Tullow hires Wood to design Kenyan oil pipeline

The 800-km pipeline is expected to be built before production is due to start in 2021/22. FILE PHOTO | NMG

What you need to know:

  • Tullow picked Australia’s Worley Parsons as engineers for its oil blocks, a government official said.
  • Tullow has said the Amosing and Ngamia fields in the basin have estimated contingent resources of about 560 million barrels.

Tullow Oil hired Wood to design a pipeline needed to bring crude from Kenya’s Lokichar onshore fields to Lamu on the Indian Ocean coast, Wood said on Wednesday.

Kenya, which currently exports no crude, discovered commercial oil reserves in its Lokichar basin in 2012 and the 800-km pipeline is expected to be built before production is due to start in 2021/22.

Tullow operates the Kenyan fields, while the other investors are Canada’s Africa Oil and France’s Total.
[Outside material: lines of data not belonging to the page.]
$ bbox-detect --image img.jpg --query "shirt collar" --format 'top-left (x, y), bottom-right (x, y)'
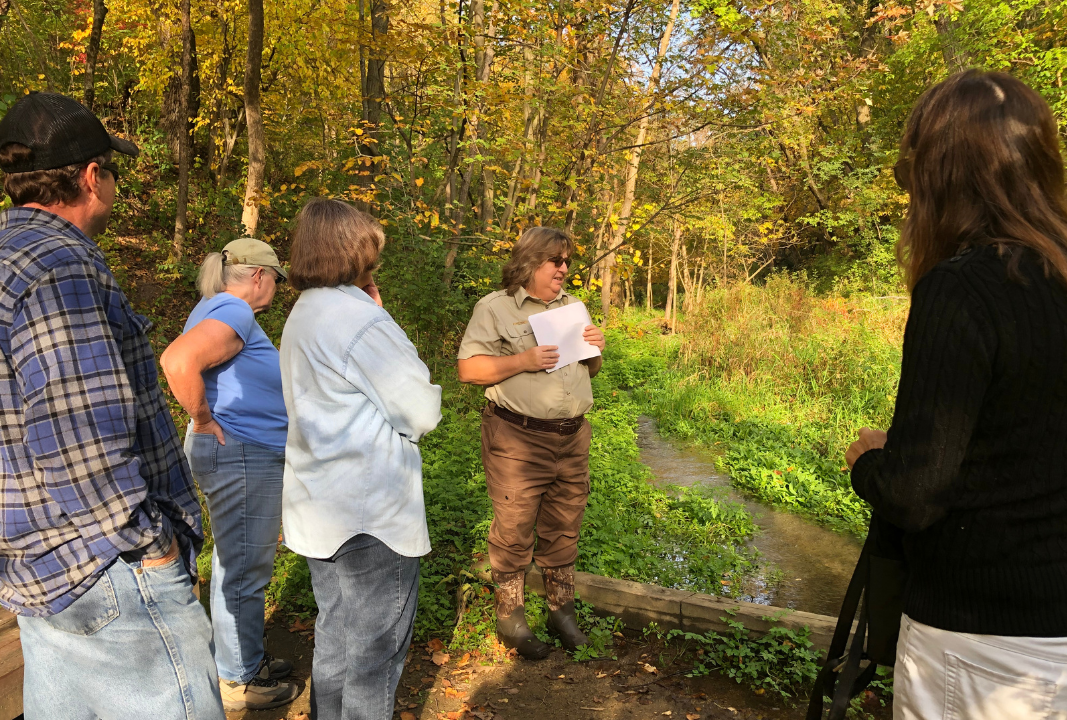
top-left (0, 207), bottom-right (101, 253)
top-left (515, 287), bottom-right (564, 307)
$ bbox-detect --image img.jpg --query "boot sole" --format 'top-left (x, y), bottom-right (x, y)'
top-left (222, 685), bottom-right (300, 713)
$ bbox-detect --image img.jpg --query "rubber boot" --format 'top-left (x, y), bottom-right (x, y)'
top-left (541, 565), bottom-right (589, 653)
top-left (493, 570), bottom-right (552, 660)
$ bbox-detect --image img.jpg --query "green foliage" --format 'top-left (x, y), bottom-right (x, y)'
top-left (258, 362), bottom-right (754, 644)
top-left (667, 613), bottom-right (822, 699)
top-left (609, 277), bottom-right (906, 535)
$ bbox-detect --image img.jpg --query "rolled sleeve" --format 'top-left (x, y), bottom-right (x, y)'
top-left (345, 319), bottom-right (441, 443)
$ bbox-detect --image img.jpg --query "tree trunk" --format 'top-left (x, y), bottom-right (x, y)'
top-left (240, 0), bottom-right (267, 237)
top-left (644, 241), bottom-right (652, 313)
top-left (82, 0), bottom-right (107, 110)
top-left (500, 43), bottom-right (539, 236)
top-left (359, 0), bottom-right (389, 211)
top-left (934, 6), bottom-right (971, 73)
top-left (170, 0), bottom-right (193, 262)
top-left (475, 0), bottom-right (499, 231)
top-left (664, 221), bottom-right (682, 322)
top-left (204, 19), bottom-right (234, 187)
top-left (601, 0), bottom-right (679, 321)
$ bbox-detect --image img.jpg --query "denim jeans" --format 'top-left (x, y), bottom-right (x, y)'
top-left (186, 425), bottom-right (285, 683)
top-left (307, 534), bottom-right (418, 720)
top-left (18, 558), bottom-right (225, 720)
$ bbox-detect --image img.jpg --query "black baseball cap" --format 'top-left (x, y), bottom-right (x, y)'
top-left (0, 93), bottom-right (141, 173)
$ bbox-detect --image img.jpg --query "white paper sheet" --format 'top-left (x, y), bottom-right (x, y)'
top-left (530, 303), bottom-right (600, 372)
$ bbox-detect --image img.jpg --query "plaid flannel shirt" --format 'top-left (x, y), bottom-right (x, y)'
top-left (0, 208), bottom-right (204, 617)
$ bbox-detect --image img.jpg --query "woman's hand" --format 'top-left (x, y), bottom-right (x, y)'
top-left (845, 428), bottom-right (886, 469)
top-left (193, 415), bottom-right (226, 445)
top-left (141, 538), bottom-right (178, 567)
top-left (523, 345), bottom-right (559, 372)
top-left (355, 272), bottom-right (382, 307)
top-left (360, 277), bottom-right (382, 307)
top-left (582, 325), bottom-right (607, 352)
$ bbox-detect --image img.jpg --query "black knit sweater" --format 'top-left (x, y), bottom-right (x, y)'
top-left (851, 247), bottom-right (1067, 637)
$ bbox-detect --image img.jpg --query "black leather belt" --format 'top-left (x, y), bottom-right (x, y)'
top-left (489, 402), bottom-right (586, 435)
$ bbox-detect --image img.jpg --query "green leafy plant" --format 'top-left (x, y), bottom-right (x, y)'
top-left (667, 613), bottom-right (821, 699)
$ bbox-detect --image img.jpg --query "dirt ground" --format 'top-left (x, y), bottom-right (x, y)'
top-left (226, 625), bottom-right (892, 720)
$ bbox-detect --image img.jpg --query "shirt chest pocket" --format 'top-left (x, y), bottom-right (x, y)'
top-left (505, 322), bottom-right (537, 355)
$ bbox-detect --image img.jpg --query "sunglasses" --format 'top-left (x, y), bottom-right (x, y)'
top-left (100, 162), bottom-right (118, 182)
top-left (259, 266), bottom-right (285, 285)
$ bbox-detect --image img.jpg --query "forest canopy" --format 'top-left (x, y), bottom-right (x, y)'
top-left (0, 0), bottom-right (1067, 329)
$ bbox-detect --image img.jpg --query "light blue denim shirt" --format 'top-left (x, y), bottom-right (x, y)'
top-left (281, 285), bottom-right (441, 558)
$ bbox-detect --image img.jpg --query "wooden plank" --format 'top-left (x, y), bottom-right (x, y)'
top-left (474, 562), bottom-right (855, 651)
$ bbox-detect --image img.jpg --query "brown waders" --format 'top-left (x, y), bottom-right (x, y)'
top-left (481, 404), bottom-right (590, 659)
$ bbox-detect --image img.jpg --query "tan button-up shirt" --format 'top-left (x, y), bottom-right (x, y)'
top-left (459, 288), bottom-right (593, 420)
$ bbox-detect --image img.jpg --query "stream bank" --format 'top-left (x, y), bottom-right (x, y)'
top-left (637, 416), bottom-right (861, 617)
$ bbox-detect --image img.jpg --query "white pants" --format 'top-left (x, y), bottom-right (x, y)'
top-left (893, 615), bottom-right (1067, 720)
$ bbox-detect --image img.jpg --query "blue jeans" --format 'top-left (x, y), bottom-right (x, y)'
top-left (18, 558), bottom-right (225, 720)
top-left (186, 426), bottom-right (285, 683)
top-left (307, 534), bottom-right (418, 720)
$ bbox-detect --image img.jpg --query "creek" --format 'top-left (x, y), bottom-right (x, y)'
top-left (637, 416), bottom-right (861, 617)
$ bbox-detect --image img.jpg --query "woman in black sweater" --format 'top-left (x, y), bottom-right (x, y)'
top-left (846, 70), bottom-right (1067, 720)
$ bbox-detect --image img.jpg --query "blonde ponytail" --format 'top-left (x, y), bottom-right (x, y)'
top-left (196, 253), bottom-right (226, 298)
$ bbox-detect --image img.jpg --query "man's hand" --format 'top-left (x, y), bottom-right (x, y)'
top-left (523, 345), bottom-right (559, 372)
top-left (845, 428), bottom-right (886, 469)
top-left (141, 538), bottom-right (178, 567)
top-left (193, 416), bottom-right (226, 445)
top-left (582, 325), bottom-right (607, 352)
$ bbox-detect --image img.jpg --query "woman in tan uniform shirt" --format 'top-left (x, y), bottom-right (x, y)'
top-left (459, 227), bottom-right (604, 659)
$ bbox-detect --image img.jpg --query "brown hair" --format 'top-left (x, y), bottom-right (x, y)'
top-left (500, 227), bottom-right (574, 295)
top-left (0, 143), bottom-right (112, 206)
top-left (289, 197), bottom-right (385, 290)
top-left (895, 70), bottom-right (1067, 289)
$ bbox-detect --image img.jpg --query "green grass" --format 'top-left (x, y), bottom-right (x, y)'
top-left (610, 277), bottom-right (906, 535)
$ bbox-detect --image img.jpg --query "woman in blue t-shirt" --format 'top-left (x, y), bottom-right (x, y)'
top-left (159, 238), bottom-right (299, 710)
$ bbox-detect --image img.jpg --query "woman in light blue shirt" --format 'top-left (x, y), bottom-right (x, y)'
top-left (159, 238), bottom-right (300, 711)
top-left (282, 197), bottom-right (441, 720)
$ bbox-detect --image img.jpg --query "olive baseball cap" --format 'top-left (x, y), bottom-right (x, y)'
top-left (222, 238), bottom-right (289, 279)
top-left (0, 93), bottom-right (141, 173)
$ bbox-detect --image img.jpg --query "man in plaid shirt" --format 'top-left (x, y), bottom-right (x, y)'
top-left (0, 93), bottom-right (223, 720)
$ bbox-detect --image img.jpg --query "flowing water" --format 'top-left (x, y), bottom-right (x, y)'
top-left (637, 417), bottom-right (861, 617)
Kenya’s government is expected to take a stake through state-owned National Oil.

A government official told Reuters last month that Wood was picked to design the pipeline.

Tullow has said the Amosing and Ngamia fields in the basin have estimated contingent resources of about 560 million barrels, with plateau production potentially reaching 100,000 barrels per day.

The cost of the pipeline is estimated at $1.1 billion, with a further $2.9 billion needed for upstream operations, Tullow says. A final investment decision on the upstream and pipeline plans is expected in 2019.

Tullow picked Australia’s Worley Parsons as engineers for its oil blocks, a government official said.

Kenya moved a closer to full production at the blocs this month when the local government and the national government agreed on revenue sharing.

The agreement on revenue sharing will pave the way for the passage of a much delayed law on petroleum production, allowing Tullow to start shipping oil, which has been held in storage tanks for a year as it waited for the law.